Ada Ignaciuk, Antonio Scognamillo and Nicholas Sitko

No 309808, ESA Working Papers from Food and Agriculture Organization of the United Nations, Agricultural Development Economics Division (ESA)

Abstract: In many developing countries the adoption of climate sustainable practices is hindered by resource and risk barriers. This paper assesses the interactions between participation in Malawi’s largest public works programme, the Malawi Social Action Fund (MASAF), and three widely promoted climate-smart agriculture (CSA) practices. The underlying hypotheses to be tested are: (a) that participation in the MASAF programme reduce both the budget and the risk constraints to the adoption of sustainable management practices; and (b) the joint treatment effect of MASAF and CSA increases household farms’ productivity and welfare.

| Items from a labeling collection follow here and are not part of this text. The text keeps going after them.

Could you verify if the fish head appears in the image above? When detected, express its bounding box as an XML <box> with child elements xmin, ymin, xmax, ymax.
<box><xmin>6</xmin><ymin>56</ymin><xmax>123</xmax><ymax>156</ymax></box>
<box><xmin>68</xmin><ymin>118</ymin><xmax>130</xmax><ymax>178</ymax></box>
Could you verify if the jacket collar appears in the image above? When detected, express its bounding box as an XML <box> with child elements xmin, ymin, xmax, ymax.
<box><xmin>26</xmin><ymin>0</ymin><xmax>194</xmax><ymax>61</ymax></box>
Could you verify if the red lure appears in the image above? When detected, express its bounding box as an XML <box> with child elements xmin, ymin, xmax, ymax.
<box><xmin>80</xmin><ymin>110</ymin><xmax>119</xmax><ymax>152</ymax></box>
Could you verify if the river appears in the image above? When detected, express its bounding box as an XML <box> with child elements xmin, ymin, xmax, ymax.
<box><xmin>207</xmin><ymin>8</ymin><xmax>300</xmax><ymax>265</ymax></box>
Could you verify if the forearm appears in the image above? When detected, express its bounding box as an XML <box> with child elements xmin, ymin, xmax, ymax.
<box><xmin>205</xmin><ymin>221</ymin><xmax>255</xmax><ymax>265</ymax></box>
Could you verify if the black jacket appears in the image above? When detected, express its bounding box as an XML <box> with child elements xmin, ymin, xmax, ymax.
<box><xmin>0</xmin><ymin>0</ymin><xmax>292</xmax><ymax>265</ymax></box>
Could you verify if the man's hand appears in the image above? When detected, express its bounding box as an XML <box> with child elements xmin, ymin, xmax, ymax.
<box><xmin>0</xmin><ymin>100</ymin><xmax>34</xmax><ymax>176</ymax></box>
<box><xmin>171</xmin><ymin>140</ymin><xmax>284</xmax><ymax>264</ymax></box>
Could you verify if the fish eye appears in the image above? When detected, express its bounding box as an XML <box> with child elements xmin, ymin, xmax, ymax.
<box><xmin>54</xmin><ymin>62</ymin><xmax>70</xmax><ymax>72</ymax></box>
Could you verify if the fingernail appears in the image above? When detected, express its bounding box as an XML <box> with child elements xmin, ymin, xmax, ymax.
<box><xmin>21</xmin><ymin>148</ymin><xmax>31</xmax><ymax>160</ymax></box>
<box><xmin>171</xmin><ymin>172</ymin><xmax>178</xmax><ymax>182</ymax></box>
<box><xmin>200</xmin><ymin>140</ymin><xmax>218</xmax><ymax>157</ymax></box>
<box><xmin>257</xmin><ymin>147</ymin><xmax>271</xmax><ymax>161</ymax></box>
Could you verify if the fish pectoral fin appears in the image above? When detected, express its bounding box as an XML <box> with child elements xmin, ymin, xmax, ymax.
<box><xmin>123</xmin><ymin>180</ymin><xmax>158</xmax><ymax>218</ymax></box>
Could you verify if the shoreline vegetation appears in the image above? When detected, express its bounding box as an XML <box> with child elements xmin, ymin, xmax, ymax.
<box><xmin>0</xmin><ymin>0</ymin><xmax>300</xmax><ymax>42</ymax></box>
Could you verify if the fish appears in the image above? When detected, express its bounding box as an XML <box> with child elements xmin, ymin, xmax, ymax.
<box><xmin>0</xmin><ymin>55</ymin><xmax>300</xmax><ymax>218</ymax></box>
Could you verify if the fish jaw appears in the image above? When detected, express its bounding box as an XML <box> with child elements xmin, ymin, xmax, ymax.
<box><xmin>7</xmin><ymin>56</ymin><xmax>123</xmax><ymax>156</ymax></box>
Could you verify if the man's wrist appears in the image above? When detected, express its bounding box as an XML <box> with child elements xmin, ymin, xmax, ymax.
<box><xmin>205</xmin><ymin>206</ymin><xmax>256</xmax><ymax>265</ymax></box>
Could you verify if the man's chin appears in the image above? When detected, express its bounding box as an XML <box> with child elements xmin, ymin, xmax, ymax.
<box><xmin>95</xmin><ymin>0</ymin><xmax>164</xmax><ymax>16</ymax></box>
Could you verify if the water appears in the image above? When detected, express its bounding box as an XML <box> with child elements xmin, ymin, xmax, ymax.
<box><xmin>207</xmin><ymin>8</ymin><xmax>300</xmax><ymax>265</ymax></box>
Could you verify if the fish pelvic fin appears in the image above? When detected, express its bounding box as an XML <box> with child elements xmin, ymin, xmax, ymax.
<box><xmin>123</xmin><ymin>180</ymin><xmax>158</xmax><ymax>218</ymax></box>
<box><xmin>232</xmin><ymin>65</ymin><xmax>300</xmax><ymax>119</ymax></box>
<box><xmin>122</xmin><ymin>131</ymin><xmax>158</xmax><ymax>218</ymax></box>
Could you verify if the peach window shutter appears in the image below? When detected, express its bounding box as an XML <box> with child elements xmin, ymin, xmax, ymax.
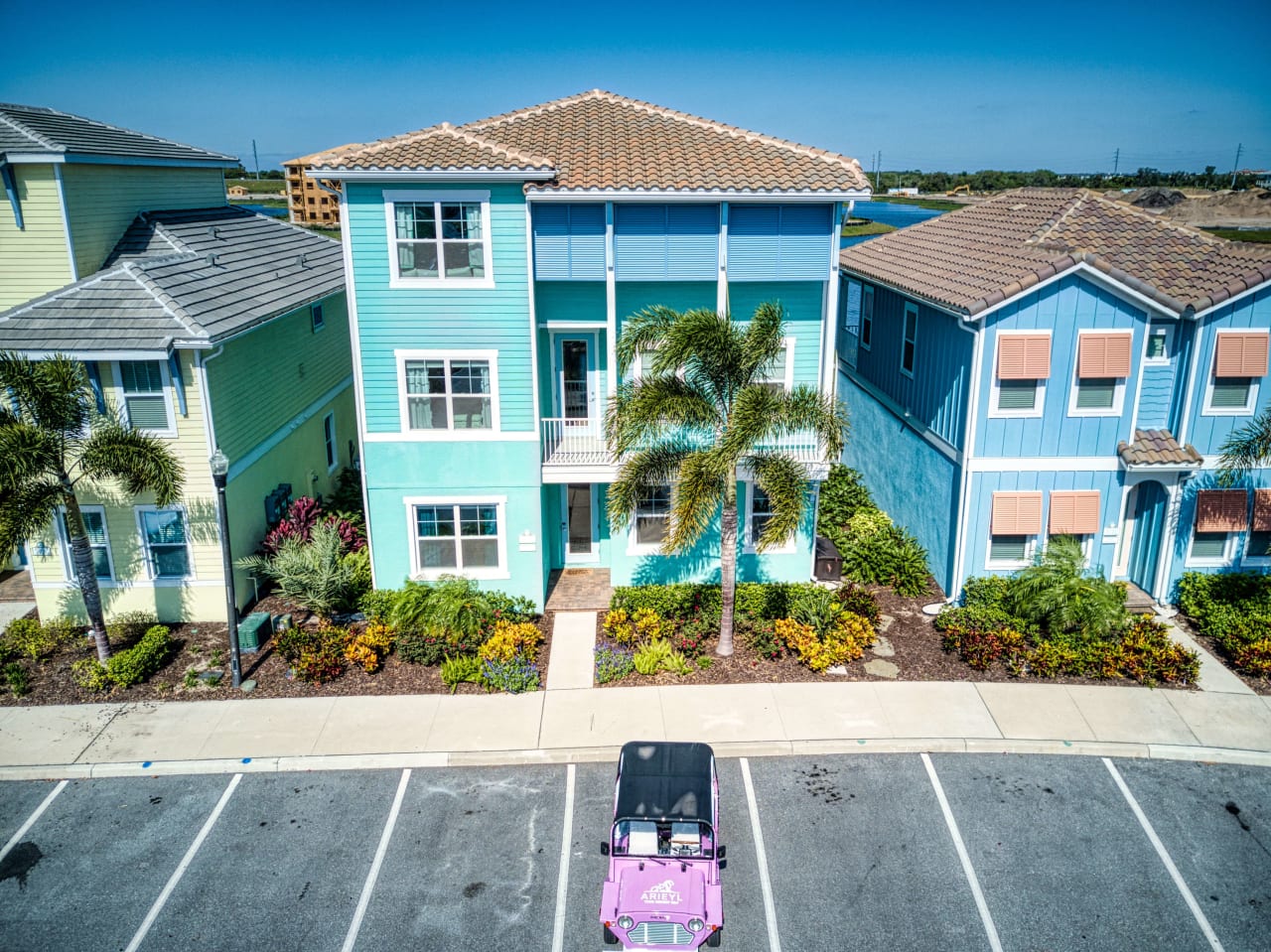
<box><xmin>1196</xmin><ymin>489</ymin><xmax>1249</xmax><ymax>532</ymax></box>
<box><xmin>1076</xmin><ymin>331</ymin><xmax>1134</xmax><ymax>379</ymax></box>
<box><xmin>1049</xmin><ymin>489</ymin><xmax>1099</xmax><ymax>535</ymax></box>
<box><xmin>1213</xmin><ymin>332</ymin><xmax>1267</xmax><ymax>376</ymax></box>
<box><xmin>989</xmin><ymin>492</ymin><xmax>1041</xmax><ymax>535</ymax></box>
<box><xmin>998</xmin><ymin>335</ymin><xmax>1050</xmax><ymax>380</ymax></box>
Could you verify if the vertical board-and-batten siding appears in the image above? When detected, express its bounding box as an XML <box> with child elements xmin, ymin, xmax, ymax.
<box><xmin>976</xmin><ymin>276</ymin><xmax>1147</xmax><ymax>459</ymax></box>
<box><xmin>346</xmin><ymin>182</ymin><xmax>534</xmax><ymax>434</ymax></box>
<box><xmin>63</xmin><ymin>163</ymin><xmax>225</xmax><ymax>277</ymax></box>
<box><xmin>0</xmin><ymin>164</ymin><xmax>71</xmax><ymax>310</ymax></box>
<box><xmin>840</xmin><ymin>278</ymin><xmax>975</xmax><ymax>449</ymax></box>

Drawing on three waves of national panel household survey data, we find that participation in MASAF significantly increases the probability that farm households adopt all the CSA practices considered for this study.

Keywords: Agricultural and Food Policy; Community/Rural/Urban Development (search for similar items in EconPapers)
Pages: 40 p.
Date: 2021-03-11
New Economics Papers: this item is included in nep-agr, nep-dev and nep-env
References: View complete reference list from CitEc
Citations: View citations in EconPapers (1)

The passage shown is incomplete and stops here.